1:54:47 PM mray: kobalt: too much overhead running that many commands?
1:55:08 PM kobalt: mray, it takes about 20 seconds to run the command
1:55:15 PM mray: kobalt: per device?
1:55:21 PM kobalt: mray yes
1:55:26 PM mray: wow, that blows
1:55:49 PM arrrghhh: hrm.  i wonder how nmis does it... probably something similar.  nmis is far from elegant.  our network monitoring department is just used to it, and i know they're going to complain if they don't have something similar with zenoss.
1:55:56 PM mray: well… there is a half-finished example somewhere for doing it with Twisted
1:56:16 PM kobalt: it could be my setup but I could not get it under about 9 seconds for the localhost (pinging the server that zenoss is on)
1:56:39 PM arrrghhh: so this isn't something that's built-into zenoss?  seems like it would be something that is pretty desirable for routers...
1:56:46 PM arrrghhh: for monitoring routers that is.

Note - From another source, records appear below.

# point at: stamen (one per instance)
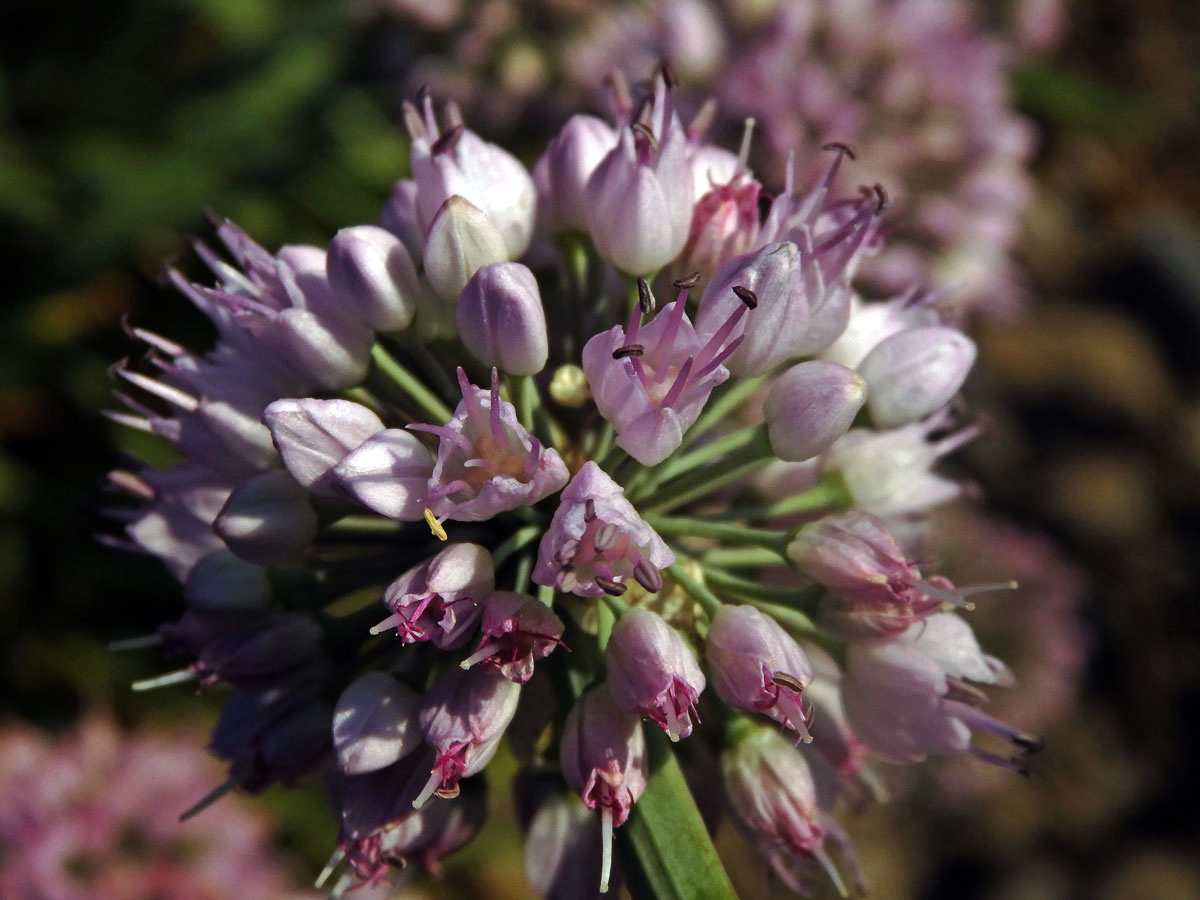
(610, 587)
(435, 525)
(747, 295)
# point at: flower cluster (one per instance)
(561, 490)
(95, 814)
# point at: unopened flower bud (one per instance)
(756, 666)
(516, 630)
(439, 600)
(501, 319)
(460, 240)
(375, 724)
(603, 757)
(597, 540)
(222, 585)
(916, 372)
(653, 672)
(268, 520)
(389, 473)
(563, 171)
(313, 436)
(810, 406)
(463, 718)
(773, 330)
(371, 271)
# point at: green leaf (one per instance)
(665, 850)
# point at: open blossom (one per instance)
(653, 381)
(597, 541)
(487, 462)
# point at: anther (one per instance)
(645, 298)
(747, 295)
(838, 147)
(448, 141)
(610, 587)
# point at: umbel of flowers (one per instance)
(462, 475)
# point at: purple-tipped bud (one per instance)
(460, 240)
(597, 541)
(223, 585)
(563, 171)
(313, 436)
(603, 757)
(774, 330)
(371, 271)
(268, 520)
(455, 161)
(400, 216)
(810, 406)
(652, 382)
(640, 197)
(463, 717)
(439, 600)
(756, 666)
(915, 373)
(876, 589)
(501, 319)
(487, 462)
(909, 696)
(562, 851)
(389, 473)
(375, 724)
(516, 630)
(653, 672)
(772, 792)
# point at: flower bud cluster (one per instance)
(388, 499)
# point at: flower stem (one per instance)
(699, 592)
(413, 387)
(726, 532)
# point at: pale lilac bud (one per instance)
(915, 373)
(773, 331)
(487, 462)
(562, 851)
(603, 757)
(906, 697)
(268, 520)
(876, 589)
(460, 240)
(652, 382)
(810, 406)
(653, 672)
(516, 630)
(563, 171)
(375, 724)
(313, 436)
(222, 585)
(773, 793)
(889, 473)
(463, 718)
(501, 319)
(371, 271)
(456, 161)
(640, 197)
(597, 541)
(441, 599)
(757, 667)
(389, 473)
(400, 217)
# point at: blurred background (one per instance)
(121, 124)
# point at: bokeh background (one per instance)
(120, 124)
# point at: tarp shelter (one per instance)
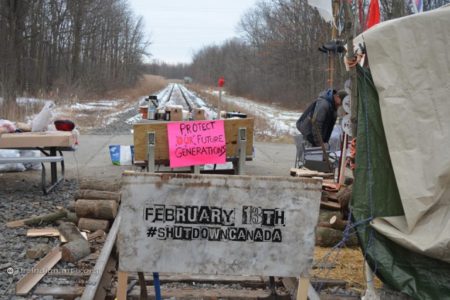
(401, 195)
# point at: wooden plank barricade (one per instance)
(161, 147)
(217, 225)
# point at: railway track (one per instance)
(178, 94)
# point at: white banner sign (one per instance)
(211, 224)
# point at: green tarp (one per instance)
(375, 194)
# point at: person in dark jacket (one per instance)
(322, 114)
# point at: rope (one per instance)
(364, 224)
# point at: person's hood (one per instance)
(328, 95)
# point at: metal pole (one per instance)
(151, 151)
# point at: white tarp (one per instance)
(410, 64)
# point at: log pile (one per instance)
(95, 209)
(333, 217)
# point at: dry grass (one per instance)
(146, 85)
(261, 124)
(349, 266)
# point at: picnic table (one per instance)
(50, 143)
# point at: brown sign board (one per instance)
(140, 136)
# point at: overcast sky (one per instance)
(178, 28)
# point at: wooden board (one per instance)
(162, 147)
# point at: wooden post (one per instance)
(242, 145)
(122, 285)
(151, 151)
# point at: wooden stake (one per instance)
(122, 285)
(303, 285)
(93, 224)
(337, 223)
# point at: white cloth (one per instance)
(410, 64)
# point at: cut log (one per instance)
(337, 223)
(329, 237)
(93, 224)
(324, 224)
(71, 206)
(330, 205)
(69, 231)
(96, 209)
(325, 215)
(37, 232)
(77, 246)
(47, 218)
(94, 194)
(102, 185)
(96, 234)
(71, 217)
(75, 250)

1:56:53 PM mray: kobalt: the Dev Guide 11.4 is a start on a new PingPerf collector
1:57:25 PM mray: arrrghhh: we just collect ping availability, not the performance
1:58:00 PM mray: but yeah, it's one of those things people ask for that we never get around to doing
1:58:11 PM mray: since fPing and check_ping work fairly well
1:58:24 PM arrrghhh: mray, well i guess i'd like ping availability graphed...
1:58:38 PM mray: arrrghhh: I can walk you through it, it's pretty simple
1:58:53 PM arrrghhh: if i'm already pinging the device with zenoss, can't i tie that to a graph point?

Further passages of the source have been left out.